Production of stable quinine nanodispersions using esterified γ-polyglutamic acid biopolymer

• B. licheniformis cultivation produces γ-PGA in high titer and purity that can be used in novel drug delivery systems.
• γ-PGA was modified to amphiphilic component acting as stabilizer with hydrophobic part by l-phenylalanine ethyl ester.
• THF solvent evaporation generates dispersion with P(γ-GA-r-l-PAE) as surfactant and quinine as hydrophobic model drug.
• Evaporation of THF induced nucleation process of pure quinine core surrounded by amphiphilic biopolymer.
• Potential of further pharmaceutical applications of stable dispersions with hydrophobically modified γ-PGA.

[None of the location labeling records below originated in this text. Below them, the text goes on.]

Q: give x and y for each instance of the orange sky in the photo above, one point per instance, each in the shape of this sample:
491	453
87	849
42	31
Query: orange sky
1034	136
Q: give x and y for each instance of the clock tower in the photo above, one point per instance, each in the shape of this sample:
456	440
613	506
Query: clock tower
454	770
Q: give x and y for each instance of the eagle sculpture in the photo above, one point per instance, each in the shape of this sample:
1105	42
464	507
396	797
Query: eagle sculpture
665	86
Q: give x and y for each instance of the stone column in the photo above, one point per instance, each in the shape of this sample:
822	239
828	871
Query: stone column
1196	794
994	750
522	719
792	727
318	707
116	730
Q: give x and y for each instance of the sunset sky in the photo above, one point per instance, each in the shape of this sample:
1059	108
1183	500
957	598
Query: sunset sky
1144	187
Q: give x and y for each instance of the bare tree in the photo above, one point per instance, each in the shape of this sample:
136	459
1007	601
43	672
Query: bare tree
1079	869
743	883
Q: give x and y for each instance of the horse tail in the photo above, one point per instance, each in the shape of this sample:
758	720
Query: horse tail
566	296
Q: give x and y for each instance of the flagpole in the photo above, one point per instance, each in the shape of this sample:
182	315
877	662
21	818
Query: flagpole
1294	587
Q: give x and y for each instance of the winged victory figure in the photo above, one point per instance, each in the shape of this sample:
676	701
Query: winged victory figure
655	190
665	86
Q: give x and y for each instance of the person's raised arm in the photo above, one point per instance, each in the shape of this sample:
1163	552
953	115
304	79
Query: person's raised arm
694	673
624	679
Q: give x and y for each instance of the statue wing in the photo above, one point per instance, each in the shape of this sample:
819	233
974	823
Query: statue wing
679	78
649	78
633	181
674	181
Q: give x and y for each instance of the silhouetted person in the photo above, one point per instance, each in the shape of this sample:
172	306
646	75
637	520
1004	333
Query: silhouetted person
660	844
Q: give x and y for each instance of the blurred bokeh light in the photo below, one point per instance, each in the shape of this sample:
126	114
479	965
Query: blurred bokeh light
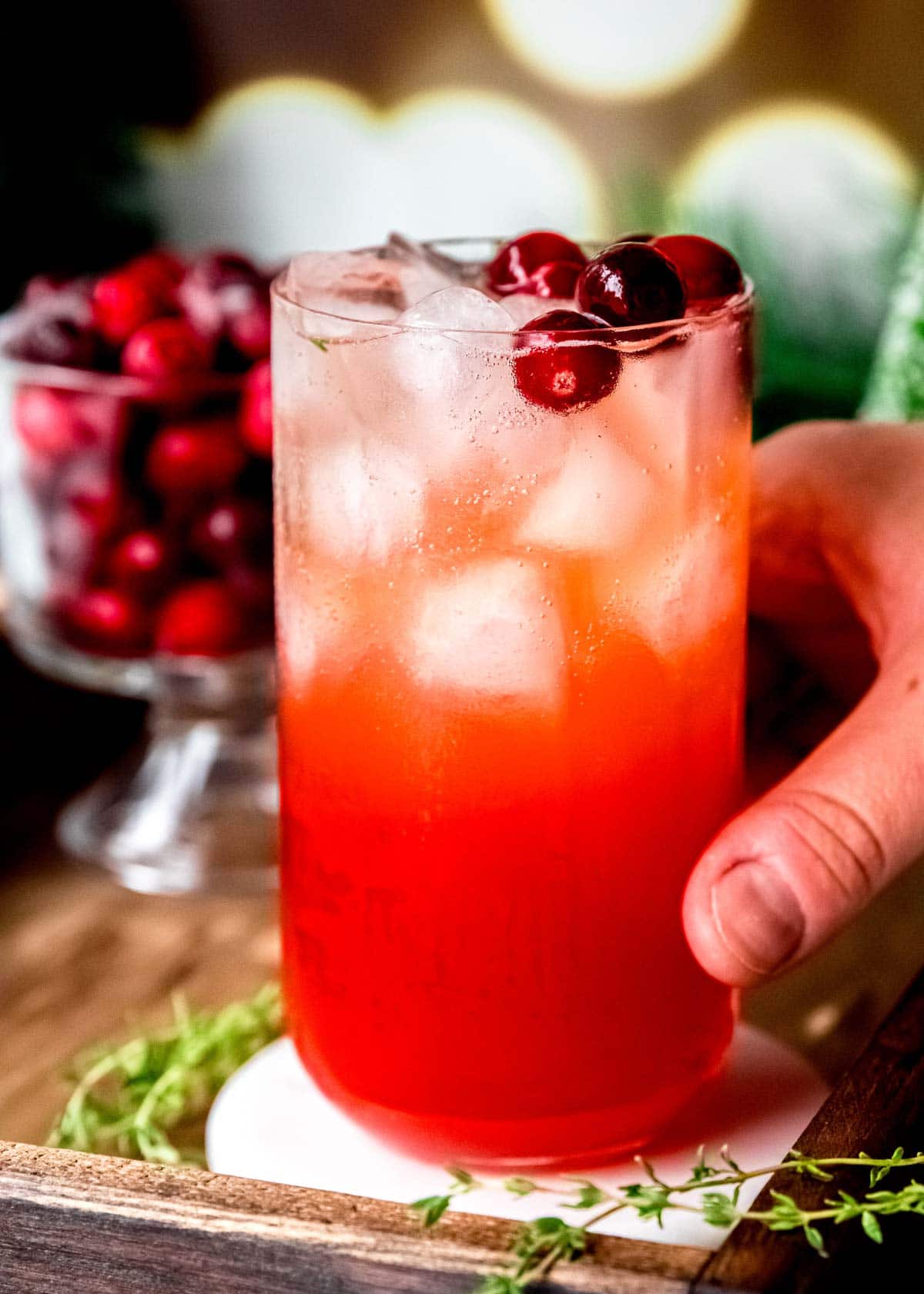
618	49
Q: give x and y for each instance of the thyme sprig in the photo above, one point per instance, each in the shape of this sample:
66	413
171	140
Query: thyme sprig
712	1191
129	1099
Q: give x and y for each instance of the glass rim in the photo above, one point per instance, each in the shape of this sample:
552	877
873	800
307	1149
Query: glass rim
738	304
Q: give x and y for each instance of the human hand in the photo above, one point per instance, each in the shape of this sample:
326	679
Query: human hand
836	589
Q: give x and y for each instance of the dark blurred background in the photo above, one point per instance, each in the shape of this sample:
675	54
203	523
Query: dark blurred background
791	131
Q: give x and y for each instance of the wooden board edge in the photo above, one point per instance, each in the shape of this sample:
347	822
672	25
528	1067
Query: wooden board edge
68	1204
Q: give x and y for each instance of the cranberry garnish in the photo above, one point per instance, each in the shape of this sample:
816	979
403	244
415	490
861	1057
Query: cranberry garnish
632	283
256	411
166	348
47	422
105	620
142	563
194	457
711	275
517	260
563	377
233	531
201	619
554	280
125	300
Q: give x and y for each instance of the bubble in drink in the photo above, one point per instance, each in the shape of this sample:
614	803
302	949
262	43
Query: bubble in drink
490	632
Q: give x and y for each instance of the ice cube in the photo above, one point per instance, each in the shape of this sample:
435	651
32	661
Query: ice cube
364	501
490	632
523	308
433	268
462	310
598	502
317	622
697	585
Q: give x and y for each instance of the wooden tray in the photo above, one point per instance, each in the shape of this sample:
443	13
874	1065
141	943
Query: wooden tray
79	958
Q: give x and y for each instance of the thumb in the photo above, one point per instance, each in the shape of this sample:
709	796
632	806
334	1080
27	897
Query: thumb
794	869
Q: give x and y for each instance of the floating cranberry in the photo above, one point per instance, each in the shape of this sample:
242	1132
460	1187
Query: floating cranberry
105	620
557	369
233	531
517	260
256	411
249	327
711	275
166	348
194	457
142	563
47	422
631	283
201	619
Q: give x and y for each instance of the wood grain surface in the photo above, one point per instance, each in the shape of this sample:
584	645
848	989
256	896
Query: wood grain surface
89	1225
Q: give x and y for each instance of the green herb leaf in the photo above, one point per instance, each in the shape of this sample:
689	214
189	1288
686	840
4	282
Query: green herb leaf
431	1209
871	1227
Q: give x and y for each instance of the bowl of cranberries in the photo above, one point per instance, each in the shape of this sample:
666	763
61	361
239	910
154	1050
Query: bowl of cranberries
136	545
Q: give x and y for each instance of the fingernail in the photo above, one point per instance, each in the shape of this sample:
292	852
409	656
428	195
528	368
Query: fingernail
758	915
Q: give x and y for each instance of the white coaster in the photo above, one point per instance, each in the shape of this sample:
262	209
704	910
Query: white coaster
272	1124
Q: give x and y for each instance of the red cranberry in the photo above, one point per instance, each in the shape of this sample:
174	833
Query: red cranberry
253	586
92	491
166	348
142	563
232	531
161	268
249	327
557	280
47	422
201	619
632	283
194	457
215	270
711	275
561	377
256	411
125	300
521	258
102	418
105	620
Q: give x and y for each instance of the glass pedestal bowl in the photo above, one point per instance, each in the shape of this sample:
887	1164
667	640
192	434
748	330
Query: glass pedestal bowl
194	806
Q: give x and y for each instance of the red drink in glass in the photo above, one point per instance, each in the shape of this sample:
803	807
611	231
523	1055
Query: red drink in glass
511	719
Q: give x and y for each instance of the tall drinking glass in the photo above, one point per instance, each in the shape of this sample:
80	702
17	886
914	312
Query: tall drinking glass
511	671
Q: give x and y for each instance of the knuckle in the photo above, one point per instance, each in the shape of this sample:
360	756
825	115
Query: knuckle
838	836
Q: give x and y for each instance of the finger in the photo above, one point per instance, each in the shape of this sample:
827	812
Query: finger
794	869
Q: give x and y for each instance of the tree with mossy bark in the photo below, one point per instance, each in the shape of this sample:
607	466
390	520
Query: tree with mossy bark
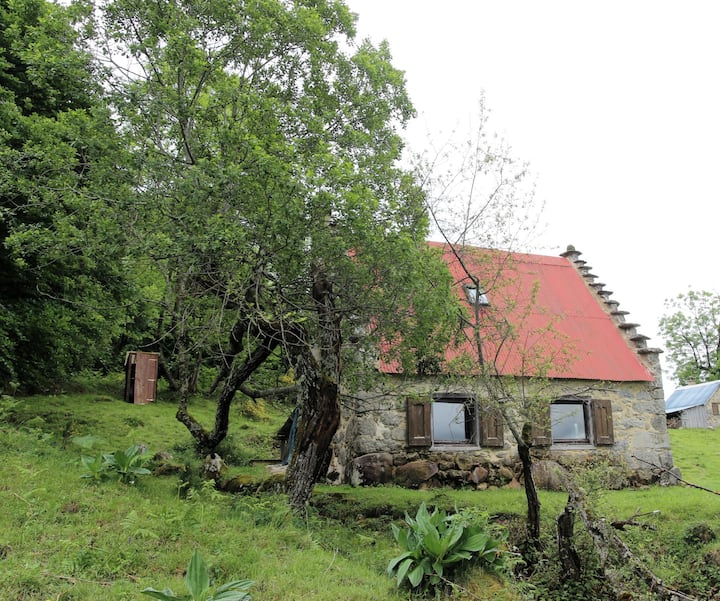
269	202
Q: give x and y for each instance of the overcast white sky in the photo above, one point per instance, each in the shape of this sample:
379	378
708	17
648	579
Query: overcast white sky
615	105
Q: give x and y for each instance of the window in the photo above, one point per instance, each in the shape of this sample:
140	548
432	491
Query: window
568	422
453	420
576	421
476	296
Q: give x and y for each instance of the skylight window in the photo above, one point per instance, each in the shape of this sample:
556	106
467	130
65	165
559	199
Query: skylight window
476	296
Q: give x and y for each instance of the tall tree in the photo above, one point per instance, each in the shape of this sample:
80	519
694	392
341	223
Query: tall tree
691	330
270	202
62	290
479	194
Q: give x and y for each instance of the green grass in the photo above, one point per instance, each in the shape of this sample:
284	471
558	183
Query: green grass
65	538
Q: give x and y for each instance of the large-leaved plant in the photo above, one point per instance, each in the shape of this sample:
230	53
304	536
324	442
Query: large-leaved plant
436	544
197	581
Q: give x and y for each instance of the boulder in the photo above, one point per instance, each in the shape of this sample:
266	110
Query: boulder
415	473
373	468
478	475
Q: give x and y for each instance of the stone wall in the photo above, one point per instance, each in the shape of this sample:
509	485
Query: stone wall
371	444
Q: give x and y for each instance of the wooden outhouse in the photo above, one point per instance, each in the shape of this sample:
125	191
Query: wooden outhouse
141	369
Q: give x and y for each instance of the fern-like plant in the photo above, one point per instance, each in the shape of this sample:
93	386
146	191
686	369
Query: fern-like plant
197	580
436	544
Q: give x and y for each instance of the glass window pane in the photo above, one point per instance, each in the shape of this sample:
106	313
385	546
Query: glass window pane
568	421
448	421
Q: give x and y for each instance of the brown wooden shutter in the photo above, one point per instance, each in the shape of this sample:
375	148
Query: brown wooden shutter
541	430
419	418
602	421
492	428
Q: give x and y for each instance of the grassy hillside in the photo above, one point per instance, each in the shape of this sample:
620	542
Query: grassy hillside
66	537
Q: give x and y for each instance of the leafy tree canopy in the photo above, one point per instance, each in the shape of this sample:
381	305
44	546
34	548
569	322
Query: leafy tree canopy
691	330
61	291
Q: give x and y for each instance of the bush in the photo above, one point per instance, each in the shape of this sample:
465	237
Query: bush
437	545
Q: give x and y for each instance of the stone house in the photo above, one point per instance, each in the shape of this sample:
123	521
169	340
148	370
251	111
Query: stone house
694	406
556	343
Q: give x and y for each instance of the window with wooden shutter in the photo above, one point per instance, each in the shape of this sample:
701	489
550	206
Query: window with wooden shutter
602	422
492	429
541	432
418	424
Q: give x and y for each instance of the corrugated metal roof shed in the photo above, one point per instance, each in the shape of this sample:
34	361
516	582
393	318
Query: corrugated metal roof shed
685	397
557	325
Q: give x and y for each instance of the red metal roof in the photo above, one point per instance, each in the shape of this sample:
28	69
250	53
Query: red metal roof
542	319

Novel methods are needed for the development of nanodispersed drug formulations to enhance bioavailability of many hydrophobic pharmaceuticals. The poorly water-soluble quinine is a well-known anti-malaria drug which can be used as a promising model compound for the development of novel nanodispersed formulations. In addition to hydrophobic drug's own affecting properties, surfactants play an important role for the enhancement of their low bioavailability by preparing stable dispersions. Amphiphilic compounds can efficiently be used to stabilize colloidal fragments by preventing the precipitation or crystallization of poorly water-soluble active ingredients during fabrication. A novel biopolymer derivative based on the biotechnologically produced γ-polyglutamic acid (γ-PGA) from Bacillus licheniformis cultivation was developed for encapsulation of the active ingredient. High-molecular γ-PGA is an anionic polyelectrolyte that was optimized and modified with hydrophobic l-phenylalanine ethyl ester (l-PAE) to form an amphiphilic comb polymer P(γ-GA-r-l-PAE) with surfactive properties. The approach of the nanodispersion polymer concentration, molecular weight and grafting degree enables the efficient stabilization of the poorly water-soluble model drug. The research presented in this report indicates the potential benefits of hydrophobically modified γ-PGA and suggests its potential role in forming stable dispersions for future pharmaceutical applications.